In an email correspondence that went to parents, the school’s educators said that in giving each student an iPad they “intend to prepare their students for the 21st century with a determination to be ahead of the curve in technology.” They go on to say that “the iPad is more than a tool, it is an idea with a world of opportunities for teachers and students to explore and elevate learning anywhere, anytime.”
Then I come to find out that this 8’x10’ gadget that is as thin as a stenographer’s pad is essentially replacing all of my son’s textbooks. “ iPad applications allow students to practice algebra to chemistry with real-time feedback, breaking down the steps to success. Geometry will come to life with 3-D imaging and art and science will explore cross-curricular applications.” Now that sounds like a lot more fun than any text book I ever had.
Whoa! If he doesn’t need textbooks, should I be returning his LL BEAN backpack? What’s next, high school without lockers?

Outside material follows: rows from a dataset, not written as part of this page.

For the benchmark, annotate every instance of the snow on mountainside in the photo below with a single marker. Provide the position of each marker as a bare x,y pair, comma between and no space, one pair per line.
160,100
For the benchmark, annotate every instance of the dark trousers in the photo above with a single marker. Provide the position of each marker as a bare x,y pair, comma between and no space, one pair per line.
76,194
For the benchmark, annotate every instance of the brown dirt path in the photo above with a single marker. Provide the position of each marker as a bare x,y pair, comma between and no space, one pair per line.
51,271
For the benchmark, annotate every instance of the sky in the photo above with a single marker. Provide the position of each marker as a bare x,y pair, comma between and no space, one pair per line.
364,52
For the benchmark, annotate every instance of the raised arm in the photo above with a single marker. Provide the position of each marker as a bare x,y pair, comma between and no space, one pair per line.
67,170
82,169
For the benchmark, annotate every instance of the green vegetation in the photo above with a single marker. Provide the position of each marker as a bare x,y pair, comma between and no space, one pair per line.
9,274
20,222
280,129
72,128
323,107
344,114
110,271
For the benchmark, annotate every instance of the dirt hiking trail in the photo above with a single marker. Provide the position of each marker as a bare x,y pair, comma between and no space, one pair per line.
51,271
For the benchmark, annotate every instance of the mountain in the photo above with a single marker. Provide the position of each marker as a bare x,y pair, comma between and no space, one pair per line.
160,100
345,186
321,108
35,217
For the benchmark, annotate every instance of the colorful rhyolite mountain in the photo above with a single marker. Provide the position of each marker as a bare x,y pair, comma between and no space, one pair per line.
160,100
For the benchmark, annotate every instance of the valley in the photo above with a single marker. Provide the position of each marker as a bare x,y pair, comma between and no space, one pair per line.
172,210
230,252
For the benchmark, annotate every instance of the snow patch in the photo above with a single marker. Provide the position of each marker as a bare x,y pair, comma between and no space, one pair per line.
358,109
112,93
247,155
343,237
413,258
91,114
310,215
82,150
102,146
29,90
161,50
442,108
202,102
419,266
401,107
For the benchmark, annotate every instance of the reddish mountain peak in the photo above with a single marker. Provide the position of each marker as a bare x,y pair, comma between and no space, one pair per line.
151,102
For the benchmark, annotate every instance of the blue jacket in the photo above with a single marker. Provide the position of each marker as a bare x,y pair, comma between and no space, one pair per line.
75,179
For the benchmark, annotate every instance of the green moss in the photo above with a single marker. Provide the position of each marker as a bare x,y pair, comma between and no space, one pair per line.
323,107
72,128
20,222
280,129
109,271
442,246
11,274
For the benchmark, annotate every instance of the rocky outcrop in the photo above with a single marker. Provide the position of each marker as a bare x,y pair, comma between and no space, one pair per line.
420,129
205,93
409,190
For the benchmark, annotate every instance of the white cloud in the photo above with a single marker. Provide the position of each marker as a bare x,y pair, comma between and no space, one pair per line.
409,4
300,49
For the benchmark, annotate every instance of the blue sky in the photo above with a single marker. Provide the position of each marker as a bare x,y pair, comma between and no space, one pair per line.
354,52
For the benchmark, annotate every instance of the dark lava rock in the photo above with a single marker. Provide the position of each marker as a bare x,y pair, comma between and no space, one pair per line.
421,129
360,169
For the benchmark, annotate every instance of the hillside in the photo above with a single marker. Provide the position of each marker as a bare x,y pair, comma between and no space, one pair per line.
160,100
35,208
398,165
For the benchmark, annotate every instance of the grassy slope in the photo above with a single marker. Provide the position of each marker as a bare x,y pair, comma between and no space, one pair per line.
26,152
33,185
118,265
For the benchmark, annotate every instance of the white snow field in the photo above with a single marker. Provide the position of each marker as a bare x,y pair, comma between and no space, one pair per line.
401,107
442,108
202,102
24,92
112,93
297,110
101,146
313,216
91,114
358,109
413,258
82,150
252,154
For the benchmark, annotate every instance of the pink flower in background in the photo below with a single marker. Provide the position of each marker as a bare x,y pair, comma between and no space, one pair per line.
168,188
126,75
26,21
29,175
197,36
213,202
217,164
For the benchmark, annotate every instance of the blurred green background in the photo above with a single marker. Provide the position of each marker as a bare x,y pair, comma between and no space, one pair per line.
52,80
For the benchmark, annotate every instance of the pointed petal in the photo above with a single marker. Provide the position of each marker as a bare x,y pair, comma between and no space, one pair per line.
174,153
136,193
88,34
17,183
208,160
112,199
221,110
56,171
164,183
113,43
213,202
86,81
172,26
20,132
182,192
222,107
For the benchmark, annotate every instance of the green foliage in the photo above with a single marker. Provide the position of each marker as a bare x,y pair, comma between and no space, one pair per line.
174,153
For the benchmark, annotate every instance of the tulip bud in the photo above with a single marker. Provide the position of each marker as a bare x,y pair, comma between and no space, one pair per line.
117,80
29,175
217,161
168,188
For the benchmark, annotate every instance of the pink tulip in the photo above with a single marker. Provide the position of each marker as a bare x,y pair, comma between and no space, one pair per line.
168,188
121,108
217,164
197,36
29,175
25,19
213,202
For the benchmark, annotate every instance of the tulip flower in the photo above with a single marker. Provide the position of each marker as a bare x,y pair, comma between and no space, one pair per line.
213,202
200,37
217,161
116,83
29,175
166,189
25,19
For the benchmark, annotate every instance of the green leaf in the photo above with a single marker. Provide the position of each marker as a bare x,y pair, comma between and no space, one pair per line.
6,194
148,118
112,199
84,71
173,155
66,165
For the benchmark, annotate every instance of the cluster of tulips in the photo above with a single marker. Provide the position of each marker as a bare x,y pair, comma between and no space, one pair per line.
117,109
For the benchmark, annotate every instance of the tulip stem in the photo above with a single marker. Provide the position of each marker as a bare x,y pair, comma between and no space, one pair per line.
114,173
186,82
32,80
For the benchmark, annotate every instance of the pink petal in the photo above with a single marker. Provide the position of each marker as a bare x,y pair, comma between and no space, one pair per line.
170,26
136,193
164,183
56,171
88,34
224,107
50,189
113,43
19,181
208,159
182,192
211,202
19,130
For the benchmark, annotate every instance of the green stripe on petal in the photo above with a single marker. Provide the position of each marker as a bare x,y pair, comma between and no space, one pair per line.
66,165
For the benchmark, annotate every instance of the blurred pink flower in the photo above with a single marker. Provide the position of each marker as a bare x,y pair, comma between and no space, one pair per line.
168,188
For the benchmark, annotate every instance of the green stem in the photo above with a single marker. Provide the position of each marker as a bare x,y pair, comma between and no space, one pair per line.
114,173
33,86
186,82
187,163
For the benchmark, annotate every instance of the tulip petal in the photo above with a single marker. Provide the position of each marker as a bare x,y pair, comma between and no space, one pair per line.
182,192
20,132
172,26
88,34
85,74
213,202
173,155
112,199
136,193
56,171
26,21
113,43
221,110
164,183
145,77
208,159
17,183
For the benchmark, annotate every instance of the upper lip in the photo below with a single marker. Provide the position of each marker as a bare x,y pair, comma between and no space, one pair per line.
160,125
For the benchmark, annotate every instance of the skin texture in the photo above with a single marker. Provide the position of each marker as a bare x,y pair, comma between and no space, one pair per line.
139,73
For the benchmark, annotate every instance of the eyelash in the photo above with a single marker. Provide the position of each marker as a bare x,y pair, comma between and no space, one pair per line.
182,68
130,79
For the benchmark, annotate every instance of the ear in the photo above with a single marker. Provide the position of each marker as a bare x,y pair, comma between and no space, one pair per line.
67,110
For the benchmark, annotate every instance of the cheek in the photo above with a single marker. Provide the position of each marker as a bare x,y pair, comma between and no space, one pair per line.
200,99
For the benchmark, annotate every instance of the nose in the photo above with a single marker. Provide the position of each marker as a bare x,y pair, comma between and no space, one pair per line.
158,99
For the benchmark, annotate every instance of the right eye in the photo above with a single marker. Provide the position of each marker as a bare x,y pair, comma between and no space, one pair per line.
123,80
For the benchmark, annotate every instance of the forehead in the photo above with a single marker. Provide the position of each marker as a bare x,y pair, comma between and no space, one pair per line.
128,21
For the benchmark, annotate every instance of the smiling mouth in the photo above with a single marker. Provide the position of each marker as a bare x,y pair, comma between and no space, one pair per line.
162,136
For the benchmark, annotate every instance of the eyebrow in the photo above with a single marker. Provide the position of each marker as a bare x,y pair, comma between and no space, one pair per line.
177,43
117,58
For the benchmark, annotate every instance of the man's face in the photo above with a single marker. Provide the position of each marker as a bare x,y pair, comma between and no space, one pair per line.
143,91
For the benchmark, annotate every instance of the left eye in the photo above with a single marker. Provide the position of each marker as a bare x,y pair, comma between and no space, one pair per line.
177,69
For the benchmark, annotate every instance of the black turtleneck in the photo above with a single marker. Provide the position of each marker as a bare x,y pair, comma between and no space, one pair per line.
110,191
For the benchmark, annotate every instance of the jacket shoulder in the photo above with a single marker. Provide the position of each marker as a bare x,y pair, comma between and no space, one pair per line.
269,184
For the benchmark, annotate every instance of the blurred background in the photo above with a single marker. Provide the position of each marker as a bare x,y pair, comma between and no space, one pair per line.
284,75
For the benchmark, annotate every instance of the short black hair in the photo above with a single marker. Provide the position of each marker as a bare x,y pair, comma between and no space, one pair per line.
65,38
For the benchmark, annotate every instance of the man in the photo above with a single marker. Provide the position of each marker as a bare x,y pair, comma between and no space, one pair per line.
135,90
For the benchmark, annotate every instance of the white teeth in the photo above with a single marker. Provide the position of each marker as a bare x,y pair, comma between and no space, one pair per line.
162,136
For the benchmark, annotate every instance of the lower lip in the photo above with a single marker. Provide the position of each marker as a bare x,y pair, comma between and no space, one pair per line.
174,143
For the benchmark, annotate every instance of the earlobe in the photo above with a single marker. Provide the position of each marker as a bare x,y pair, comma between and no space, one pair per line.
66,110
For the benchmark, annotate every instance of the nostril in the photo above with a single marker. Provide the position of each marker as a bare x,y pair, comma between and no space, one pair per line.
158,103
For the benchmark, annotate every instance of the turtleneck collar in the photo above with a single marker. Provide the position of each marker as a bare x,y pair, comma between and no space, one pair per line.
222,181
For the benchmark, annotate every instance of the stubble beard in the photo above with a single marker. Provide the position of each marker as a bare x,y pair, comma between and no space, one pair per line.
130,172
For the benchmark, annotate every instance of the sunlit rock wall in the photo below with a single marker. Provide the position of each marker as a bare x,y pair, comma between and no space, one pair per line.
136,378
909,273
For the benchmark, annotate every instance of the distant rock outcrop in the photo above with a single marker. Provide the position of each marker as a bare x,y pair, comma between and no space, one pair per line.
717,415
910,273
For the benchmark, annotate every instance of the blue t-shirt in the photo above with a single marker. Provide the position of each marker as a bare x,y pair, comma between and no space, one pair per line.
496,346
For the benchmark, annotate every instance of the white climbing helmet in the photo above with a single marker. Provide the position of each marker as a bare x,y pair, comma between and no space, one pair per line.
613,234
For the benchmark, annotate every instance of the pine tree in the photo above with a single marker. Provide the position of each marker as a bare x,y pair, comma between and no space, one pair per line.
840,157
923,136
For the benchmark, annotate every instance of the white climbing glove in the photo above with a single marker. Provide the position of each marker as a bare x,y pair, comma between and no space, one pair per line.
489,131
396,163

Just like the fate of textbooks (and maybe lockers), our work life as we know it today will be something completely different by the time my son enters the business world. You probably have already seen the infiltration of mobility, and I bet we’re just scratching the surface. In my time at InterCall, I’ve seen the transition from operator assisted conference calls to reservationless conferencing to now being able to participate in a web conference from an iPad. Before you know it, we’ll all be using the camera features on the iPad2, and it will be like we saw on The Jetsons (back in the time when rabbit ears sat on top of your TV and you had to get up off the couch to change the channel).
I wonder what you think. Too far too fast?